Meski telah ada penempatan tersangka, namun kata Fadli tak menutup kemungkinan ada tersangka baru jika dalam pengembangan ada ditemukan bukti-bukti baru.

Apalagi dalam kasus ini sebelumnya dijelaskan bahwa penyidik sempat menaksir ada sekitar Rp100 miliar dugaan kerugian negara yang terjadi dalam pelaksanaan kegiatan penyaluran BPNT Tahun 2020 pada 24 kabupaten/kota Provinsi di Sulsel. Namun hal itu baru perkiraan penyidik dan nilai kerugian sejatinya dikeluarkan oleh BPK.

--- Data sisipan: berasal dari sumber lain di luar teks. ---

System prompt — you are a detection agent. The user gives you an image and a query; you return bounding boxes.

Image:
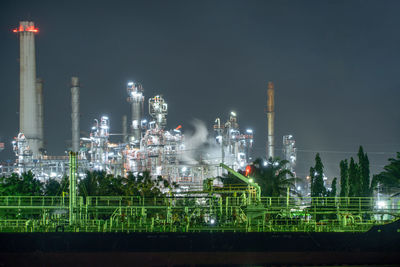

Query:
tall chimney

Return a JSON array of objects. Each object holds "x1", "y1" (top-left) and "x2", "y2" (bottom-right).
[
  {"x1": 267, "y1": 82, "x2": 275, "y2": 159},
  {"x1": 13, "y1": 21, "x2": 40, "y2": 159},
  {"x1": 71, "y1": 77, "x2": 80, "y2": 152},
  {"x1": 36, "y1": 78, "x2": 45, "y2": 153},
  {"x1": 122, "y1": 115, "x2": 128, "y2": 143}
]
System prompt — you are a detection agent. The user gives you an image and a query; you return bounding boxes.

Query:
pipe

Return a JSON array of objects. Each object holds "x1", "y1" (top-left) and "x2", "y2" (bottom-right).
[
  {"x1": 14, "y1": 21, "x2": 40, "y2": 159},
  {"x1": 122, "y1": 115, "x2": 128, "y2": 143},
  {"x1": 36, "y1": 78, "x2": 45, "y2": 154},
  {"x1": 267, "y1": 82, "x2": 275, "y2": 159},
  {"x1": 71, "y1": 77, "x2": 80, "y2": 152}
]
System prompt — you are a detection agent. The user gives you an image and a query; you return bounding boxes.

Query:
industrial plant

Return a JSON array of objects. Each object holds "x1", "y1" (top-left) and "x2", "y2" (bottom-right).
[{"x1": 1, "y1": 21, "x2": 278, "y2": 188}]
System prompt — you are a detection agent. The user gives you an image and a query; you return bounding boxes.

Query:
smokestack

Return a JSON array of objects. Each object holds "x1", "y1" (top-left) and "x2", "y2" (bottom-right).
[
  {"x1": 13, "y1": 21, "x2": 40, "y2": 159},
  {"x1": 122, "y1": 115, "x2": 128, "y2": 143},
  {"x1": 36, "y1": 78, "x2": 45, "y2": 154},
  {"x1": 267, "y1": 82, "x2": 275, "y2": 159},
  {"x1": 71, "y1": 77, "x2": 80, "y2": 152}
]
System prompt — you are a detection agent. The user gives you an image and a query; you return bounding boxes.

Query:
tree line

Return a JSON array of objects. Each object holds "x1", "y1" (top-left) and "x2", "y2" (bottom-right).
[
  {"x1": 0, "y1": 149, "x2": 400, "y2": 197},
  {"x1": 0, "y1": 171, "x2": 178, "y2": 197}
]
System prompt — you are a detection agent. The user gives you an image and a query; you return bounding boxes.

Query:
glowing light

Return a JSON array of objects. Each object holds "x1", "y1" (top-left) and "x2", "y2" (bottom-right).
[
  {"x1": 13, "y1": 25, "x2": 39, "y2": 33},
  {"x1": 376, "y1": 200, "x2": 387, "y2": 209},
  {"x1": 246, "y1": 165, "x2": 251, "y2": 176}
]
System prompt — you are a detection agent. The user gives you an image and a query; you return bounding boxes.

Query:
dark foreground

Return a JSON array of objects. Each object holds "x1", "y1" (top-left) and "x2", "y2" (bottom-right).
[{"x1": 0, "y1": 221, "x2": 400, "y2": 266}]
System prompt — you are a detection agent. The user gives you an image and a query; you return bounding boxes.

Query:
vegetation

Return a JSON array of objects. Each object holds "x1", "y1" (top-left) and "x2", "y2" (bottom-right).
[
  {"x1": 340, "y1": 146, "x2": 377, "y2": 197},
  {"x1": 0, "y1": 171, "x2": 178, "y2": 197},
  {"x1": 374, "y1": 152, "x2": 400, "y2": 196}
]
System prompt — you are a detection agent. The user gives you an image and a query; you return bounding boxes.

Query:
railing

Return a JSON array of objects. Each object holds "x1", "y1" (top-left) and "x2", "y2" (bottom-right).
[
  {"x1": 0, "y1": 196, "x2": 69, "y2": 209},
  {"x1": 0, "y1": 195, "x2": 400, "y2": 232}
]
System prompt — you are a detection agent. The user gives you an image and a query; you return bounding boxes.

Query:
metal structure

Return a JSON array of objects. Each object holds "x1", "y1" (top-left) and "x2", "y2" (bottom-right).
[
  {"x1": 0, "y1": 194, "x2": 400, "y2": 233},
  {"x1": 122, "y1": 115, "x2": 128, "y2": 143},
  {"x1": 69, "y1": 151, "x2": 78, "y2": 225},
  {"x1": 214, "y1": 112, "x2": 253, "y2": 169},
  {"x1": 266, "y1": 82, "x2": 275, "y2": 159},
  {"x1": 71, "y1": 77, "x2": 80, "y2": 152},
  {"x1": 127, "y1": 82, "x2": 144, "y2": 146},
  {"x1": 283, "y1": 134, "x2": 297, "y2": 173},
  {"x1": 13, "y1": 21, "x2": 41, "y2": 159},
  {"x1": 36, "y1": 78, "x2": 45, "y2": 155}
]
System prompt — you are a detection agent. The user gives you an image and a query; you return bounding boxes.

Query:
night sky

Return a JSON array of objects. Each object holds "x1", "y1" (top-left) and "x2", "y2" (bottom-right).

“Ini untuk tahap pertama. Nanti setelah kita melakukan pemeriksaan tersangka tersebut ada pengembangan. Bisa saja ada penambahan tersangka,” sebutnya.
Lembaga Anti Corruption Commite (ACC) Sulawesi berharap penyidik Polda Sulsel tidak hanya menetapkan tersangka yang berperan sebatas koordinator daerah (Korda), suplaiyer, ketua KSU, dan pimpinan perusahaan.

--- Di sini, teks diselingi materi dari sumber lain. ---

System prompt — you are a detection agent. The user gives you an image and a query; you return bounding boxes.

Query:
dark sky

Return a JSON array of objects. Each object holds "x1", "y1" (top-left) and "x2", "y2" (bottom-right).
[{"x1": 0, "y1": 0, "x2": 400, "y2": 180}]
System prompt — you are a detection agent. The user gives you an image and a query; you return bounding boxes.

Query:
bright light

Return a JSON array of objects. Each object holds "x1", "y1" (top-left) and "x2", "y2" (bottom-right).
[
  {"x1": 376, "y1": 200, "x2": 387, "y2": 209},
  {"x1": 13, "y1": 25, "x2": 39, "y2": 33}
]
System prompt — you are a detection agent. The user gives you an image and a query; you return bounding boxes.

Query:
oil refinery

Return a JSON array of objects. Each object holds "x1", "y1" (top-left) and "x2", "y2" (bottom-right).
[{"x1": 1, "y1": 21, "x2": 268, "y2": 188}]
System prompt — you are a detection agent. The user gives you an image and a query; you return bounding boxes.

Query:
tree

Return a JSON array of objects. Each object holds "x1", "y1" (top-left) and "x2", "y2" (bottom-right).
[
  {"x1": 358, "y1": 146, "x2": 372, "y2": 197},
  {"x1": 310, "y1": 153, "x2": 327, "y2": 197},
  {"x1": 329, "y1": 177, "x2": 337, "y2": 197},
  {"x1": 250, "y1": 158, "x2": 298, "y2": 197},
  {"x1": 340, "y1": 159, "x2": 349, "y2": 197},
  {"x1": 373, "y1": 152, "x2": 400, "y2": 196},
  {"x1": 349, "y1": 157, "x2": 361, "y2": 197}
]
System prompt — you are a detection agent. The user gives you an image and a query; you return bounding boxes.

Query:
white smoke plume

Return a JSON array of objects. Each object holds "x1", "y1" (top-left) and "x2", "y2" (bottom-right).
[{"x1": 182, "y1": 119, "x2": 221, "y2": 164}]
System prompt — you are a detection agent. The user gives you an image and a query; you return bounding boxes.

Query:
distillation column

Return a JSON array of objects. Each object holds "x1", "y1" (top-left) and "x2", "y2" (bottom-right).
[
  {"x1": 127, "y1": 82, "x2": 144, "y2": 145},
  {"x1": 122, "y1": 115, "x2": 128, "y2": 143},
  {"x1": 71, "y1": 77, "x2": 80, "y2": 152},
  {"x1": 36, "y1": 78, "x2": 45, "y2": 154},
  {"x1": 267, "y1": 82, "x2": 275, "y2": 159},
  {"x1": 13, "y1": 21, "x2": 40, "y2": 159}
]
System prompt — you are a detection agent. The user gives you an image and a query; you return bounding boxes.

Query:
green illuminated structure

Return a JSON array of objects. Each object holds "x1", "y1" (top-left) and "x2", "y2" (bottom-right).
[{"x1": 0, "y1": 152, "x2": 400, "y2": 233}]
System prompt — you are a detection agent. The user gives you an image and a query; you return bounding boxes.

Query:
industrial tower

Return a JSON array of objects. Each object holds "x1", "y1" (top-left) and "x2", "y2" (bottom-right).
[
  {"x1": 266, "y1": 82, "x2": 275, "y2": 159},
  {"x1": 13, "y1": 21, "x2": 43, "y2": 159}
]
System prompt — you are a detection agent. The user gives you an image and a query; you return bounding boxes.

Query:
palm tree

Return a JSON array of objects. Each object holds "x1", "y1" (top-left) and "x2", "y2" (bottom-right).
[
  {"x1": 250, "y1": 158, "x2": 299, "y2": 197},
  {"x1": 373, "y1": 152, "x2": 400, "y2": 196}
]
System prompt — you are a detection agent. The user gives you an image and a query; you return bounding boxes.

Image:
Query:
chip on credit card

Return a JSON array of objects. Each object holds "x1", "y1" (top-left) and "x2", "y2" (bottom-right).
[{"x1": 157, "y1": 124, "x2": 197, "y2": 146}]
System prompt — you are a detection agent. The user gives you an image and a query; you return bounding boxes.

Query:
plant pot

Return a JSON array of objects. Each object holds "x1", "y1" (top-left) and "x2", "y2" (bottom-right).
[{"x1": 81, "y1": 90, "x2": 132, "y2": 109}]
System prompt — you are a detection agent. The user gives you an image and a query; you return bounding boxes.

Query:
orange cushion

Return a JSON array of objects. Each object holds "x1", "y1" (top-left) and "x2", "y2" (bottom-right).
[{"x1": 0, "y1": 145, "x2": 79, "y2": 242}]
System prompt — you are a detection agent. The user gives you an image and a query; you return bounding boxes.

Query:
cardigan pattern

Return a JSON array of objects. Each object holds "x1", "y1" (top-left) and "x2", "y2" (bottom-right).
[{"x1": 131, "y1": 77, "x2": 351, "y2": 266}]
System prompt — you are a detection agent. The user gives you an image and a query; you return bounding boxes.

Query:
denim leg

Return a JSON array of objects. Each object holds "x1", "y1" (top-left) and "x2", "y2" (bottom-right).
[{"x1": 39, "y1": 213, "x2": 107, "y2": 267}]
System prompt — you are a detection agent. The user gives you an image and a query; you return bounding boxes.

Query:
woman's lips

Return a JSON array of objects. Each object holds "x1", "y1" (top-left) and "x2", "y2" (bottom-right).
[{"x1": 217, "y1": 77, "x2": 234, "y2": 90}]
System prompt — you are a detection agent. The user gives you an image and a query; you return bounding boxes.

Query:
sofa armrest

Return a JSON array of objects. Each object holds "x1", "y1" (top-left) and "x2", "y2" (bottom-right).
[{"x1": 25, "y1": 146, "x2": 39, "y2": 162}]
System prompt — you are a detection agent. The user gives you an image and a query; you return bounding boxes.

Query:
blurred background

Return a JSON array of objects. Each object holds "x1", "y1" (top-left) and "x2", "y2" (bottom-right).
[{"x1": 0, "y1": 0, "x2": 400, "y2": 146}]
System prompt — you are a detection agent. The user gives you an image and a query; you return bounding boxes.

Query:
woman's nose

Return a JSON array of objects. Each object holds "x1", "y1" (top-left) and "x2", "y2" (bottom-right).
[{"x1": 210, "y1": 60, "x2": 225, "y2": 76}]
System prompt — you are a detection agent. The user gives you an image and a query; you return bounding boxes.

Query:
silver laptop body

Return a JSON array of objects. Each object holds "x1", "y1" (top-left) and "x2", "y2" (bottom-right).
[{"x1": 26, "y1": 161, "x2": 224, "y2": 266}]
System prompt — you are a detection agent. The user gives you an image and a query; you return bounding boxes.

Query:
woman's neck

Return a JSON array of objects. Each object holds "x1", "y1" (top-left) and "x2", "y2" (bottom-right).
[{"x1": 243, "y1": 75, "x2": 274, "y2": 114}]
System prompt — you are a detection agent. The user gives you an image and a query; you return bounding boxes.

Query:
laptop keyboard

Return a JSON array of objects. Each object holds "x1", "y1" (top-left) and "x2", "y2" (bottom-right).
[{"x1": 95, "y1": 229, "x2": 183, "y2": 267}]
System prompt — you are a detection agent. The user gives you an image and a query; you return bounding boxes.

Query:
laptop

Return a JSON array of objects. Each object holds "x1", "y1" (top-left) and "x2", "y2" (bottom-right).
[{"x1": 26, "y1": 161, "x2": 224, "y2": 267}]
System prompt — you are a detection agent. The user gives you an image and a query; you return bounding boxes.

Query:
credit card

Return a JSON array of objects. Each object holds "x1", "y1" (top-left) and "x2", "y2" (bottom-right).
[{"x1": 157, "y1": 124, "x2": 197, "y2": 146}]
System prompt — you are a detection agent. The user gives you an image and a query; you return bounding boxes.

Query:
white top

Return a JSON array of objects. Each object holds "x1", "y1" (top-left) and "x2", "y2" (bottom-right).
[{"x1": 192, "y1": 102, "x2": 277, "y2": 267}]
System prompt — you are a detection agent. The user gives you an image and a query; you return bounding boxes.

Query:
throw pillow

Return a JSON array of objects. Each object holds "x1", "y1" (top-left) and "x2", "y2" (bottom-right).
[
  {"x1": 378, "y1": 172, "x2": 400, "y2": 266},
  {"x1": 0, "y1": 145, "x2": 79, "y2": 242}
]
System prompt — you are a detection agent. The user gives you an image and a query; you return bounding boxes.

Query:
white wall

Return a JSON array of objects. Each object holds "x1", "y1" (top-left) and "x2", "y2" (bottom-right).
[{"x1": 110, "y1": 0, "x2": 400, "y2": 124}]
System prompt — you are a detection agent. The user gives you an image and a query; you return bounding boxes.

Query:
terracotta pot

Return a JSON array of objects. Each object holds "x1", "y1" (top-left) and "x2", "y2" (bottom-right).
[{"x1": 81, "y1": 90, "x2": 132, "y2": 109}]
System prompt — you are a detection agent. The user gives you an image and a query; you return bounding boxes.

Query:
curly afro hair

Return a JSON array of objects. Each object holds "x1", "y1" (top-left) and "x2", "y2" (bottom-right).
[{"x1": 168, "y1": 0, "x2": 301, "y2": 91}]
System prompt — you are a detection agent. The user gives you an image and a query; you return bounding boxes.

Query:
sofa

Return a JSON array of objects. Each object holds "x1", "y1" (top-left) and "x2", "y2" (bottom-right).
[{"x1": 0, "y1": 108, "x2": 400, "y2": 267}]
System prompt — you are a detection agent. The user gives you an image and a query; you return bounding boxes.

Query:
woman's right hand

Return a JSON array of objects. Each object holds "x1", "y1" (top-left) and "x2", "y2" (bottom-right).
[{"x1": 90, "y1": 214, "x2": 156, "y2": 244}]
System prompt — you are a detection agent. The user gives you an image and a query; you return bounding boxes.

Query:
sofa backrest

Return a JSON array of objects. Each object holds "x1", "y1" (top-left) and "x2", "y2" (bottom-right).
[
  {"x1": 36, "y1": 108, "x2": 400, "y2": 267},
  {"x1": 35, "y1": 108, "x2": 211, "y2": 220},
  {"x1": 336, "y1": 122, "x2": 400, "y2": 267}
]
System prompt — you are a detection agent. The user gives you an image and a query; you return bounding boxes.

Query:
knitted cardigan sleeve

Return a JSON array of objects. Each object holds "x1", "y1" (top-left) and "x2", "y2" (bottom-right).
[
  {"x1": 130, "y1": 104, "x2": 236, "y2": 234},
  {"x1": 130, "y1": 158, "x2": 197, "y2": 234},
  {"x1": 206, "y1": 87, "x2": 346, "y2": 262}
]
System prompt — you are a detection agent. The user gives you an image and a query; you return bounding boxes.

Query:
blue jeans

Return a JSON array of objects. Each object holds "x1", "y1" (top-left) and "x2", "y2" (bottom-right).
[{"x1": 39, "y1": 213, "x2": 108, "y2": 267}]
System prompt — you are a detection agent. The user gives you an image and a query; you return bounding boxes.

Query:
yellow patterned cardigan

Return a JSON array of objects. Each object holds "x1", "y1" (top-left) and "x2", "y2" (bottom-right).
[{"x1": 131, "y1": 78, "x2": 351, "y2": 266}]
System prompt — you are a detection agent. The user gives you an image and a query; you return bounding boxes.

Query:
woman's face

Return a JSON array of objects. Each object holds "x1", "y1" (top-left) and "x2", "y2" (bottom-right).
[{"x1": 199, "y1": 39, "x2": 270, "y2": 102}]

Ia mendorong Polda Sulsel untuk menelusuri lebih jauh kasus dugaan korupsi tersebut. Terlebih lagi para pejabat yang diduga menikmati aliran dugaan korupsi tersebut.

“Penyidik harus mengusut tuntas kasus tersebut kepada semua pihak yang menikmati hasil korupsi ini. Bukan hanya karucu-karucunya (orang-orang bawah) lah istilahnya. Bukan peluncurnya saja, ini kan sistematis ini barang ini,” tegas Wakil Ketua Internal ACC Sulawesi, Anggareksa.

Ia kemudian merincikan, penyaluran BPNT pada 2020 melalui sistem e-Warung. Di mana penyaluran tersebut melalui sistem yang tersistematis.

“Misalnya Rp200 ribu, itu bisa dapat 6 bahan pokok, tapi ternyata ketika belanja itu hanya bisa dapat 4 atau 5. Kan disitu ada selisih yang didapatkan oleh e-warung tersebut. Nah ini saya kira tugas penyidik untuk menelusuri kemana aliran dana tersebut. Karena sepengetahuan kami aliran dana itu tidak mungkin dinikmati oleh pihak e-warung tersendiri. Pasti ada pihak lain,” jelasnya.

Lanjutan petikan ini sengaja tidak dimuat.